While the new province might initially consist of the four breakaway Episcopal dioceses and Common Cause Partners, existing and newly formed churches in the new province would be free to network together and to form new judicatories in the province. Existing networks of churches and newly formed networks of churches outside the province seeking admission to the new province would not be required to amalgamate or merge with an existing judicatory in order to gain admission to the province. They would be admitted as a new judicatory if they so desired. Clergy and congregations would be free to transfer from one judicatory to another without any loss of pension contributions or property.

The constituent judicatories of the new Anglican Church in North America would be relatively autonomous in such matters as liturgy, doctrinal and worship standards, ordination of women, and the like. This autonomy would make room for the significant differences between the theological schools of thought represented in the new province. For example, confessional evangelicals have a different understanding of the Eucharist than Anglo-Catholics. Practices like reservation and extended communion are not acceptable to confessional evangelicals nor is a liturgy that gives expression to the idea that the Eucharist is in some way a sacrifice.
The new province would not have a strong central authority. The locus of power would be a network of judicatory-to-judicatory relationships. A number of critical decisions of the provincial General Synod would require the ratification of a majority of all the judicatories. Individual judicatories would be given the liberty of choosing not to apply a provincial canon in a number of cases. For example, a judicatory would, if it chooses, be able not to use the common liturgy that the new province develops and to adopt an existing liturgy (e.g. 1662 or 1928 BCP) or a liturgy that it develops itself. The primate of the new Anglican Church in North America would also serve as the bishop of a constituent judicatory.

This modification of the Australian model for an Anglican province would enable the theologically disparate group of Anglicans and Episcopalians—Anglo-Catholics, charismatic evangelicals, and confessional evangelicals—that has become disaffected from the Anglican Church of Canada and The Episcopal Church over these provinces’ theological and moral innovations, to coexist more or less peacefully in the new Anglican Church in North America. It would give the different theological schools of thought represented in the new province freedom to plant new churches and organize new networks of churches across the United States and Canada. It would also make the new province more representative of global Anglicanism.

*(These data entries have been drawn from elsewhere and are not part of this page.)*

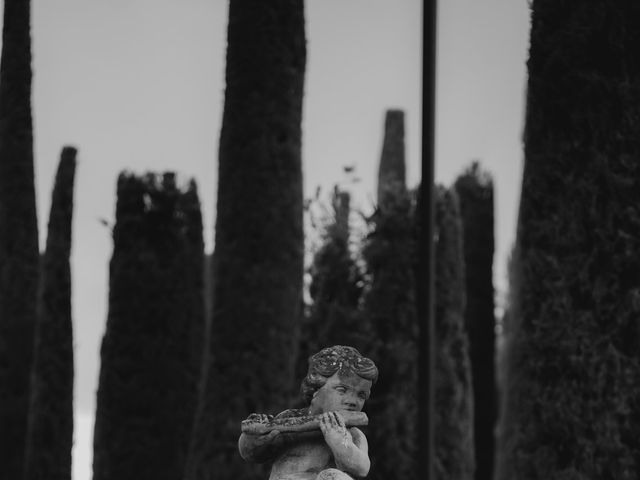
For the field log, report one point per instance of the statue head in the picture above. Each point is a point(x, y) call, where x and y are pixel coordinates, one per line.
point(338, 359)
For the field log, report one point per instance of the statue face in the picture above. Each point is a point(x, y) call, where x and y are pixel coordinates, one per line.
point(341, 393)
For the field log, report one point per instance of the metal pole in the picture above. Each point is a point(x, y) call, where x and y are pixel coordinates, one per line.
point(425, 296)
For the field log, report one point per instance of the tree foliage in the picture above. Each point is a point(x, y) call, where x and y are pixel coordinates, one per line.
point(572, 404)
point(475, 191)
point(453, 423)
point(18, 236)
point(333, 317)
point(148, 379)
point(258, 238)
point(50, 426)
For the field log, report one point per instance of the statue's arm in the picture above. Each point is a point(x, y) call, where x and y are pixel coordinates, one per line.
point(352, 455)
point(265, 447)
point(260, 448)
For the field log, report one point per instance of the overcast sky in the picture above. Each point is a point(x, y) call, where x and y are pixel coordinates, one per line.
point(139, 85)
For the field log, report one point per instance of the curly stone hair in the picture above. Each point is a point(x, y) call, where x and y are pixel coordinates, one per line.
point(328, 361)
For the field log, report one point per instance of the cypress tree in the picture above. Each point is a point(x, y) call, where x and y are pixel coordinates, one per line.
point(335, 290)
point(18, 236)
point(392, 168)
point(259, 237)
point(148, 380)
point(50, 426)
point(453, 438)
point(475, 191)
point(572, 403)
point(389, 303)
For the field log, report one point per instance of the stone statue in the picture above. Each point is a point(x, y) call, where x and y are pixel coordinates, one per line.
point(321, 442)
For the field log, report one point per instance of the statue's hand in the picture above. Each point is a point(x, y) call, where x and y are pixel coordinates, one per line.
point(259, 418)
point(272, 438)
point(334, 429)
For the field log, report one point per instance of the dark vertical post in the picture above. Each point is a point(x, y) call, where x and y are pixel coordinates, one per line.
point(425, 300)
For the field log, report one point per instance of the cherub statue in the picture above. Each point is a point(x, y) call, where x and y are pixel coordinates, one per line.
point(321, 442)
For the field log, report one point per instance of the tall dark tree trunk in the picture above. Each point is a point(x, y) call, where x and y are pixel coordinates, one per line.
point(572, 403)
point(392, 170)
point(475, 191)
point(50, 426)
point(453, 438)
point(336, 289)
point(389, 304)
point(259, 237)
point(18, 236)
point(150, 369)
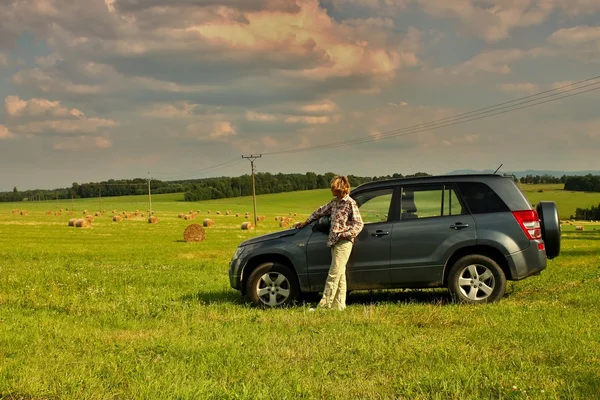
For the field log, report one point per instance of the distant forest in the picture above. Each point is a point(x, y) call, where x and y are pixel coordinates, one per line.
point(194, 189)
point(225, 187)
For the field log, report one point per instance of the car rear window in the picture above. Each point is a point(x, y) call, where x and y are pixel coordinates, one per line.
point(480, 198)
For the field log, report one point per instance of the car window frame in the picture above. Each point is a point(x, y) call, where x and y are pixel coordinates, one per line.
point(443, 186)
point(393, 211)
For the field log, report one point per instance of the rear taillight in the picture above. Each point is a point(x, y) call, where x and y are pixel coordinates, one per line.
point(530, 223)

I hope that the CCP Council has the foresight and wisdom to adopt a model for the new Anglican Church in North America, which is flexible enough for the world’s seventh largest mission field and the world’s largest English-speaking mission field—a model which makes ample room in the new province for new networks of churches and does not limit the new province to the four breakaway Episcopal dioceses and the Common Cause Partners. We will find out whether it does on December 3.

Endnotes:
[1] In What’s Up Down Under? Dale Rye describes the Australian model of an Anglican province and discusses the unique history of the Anglican Church in Australia that produced that model. I have adapted the model to North America.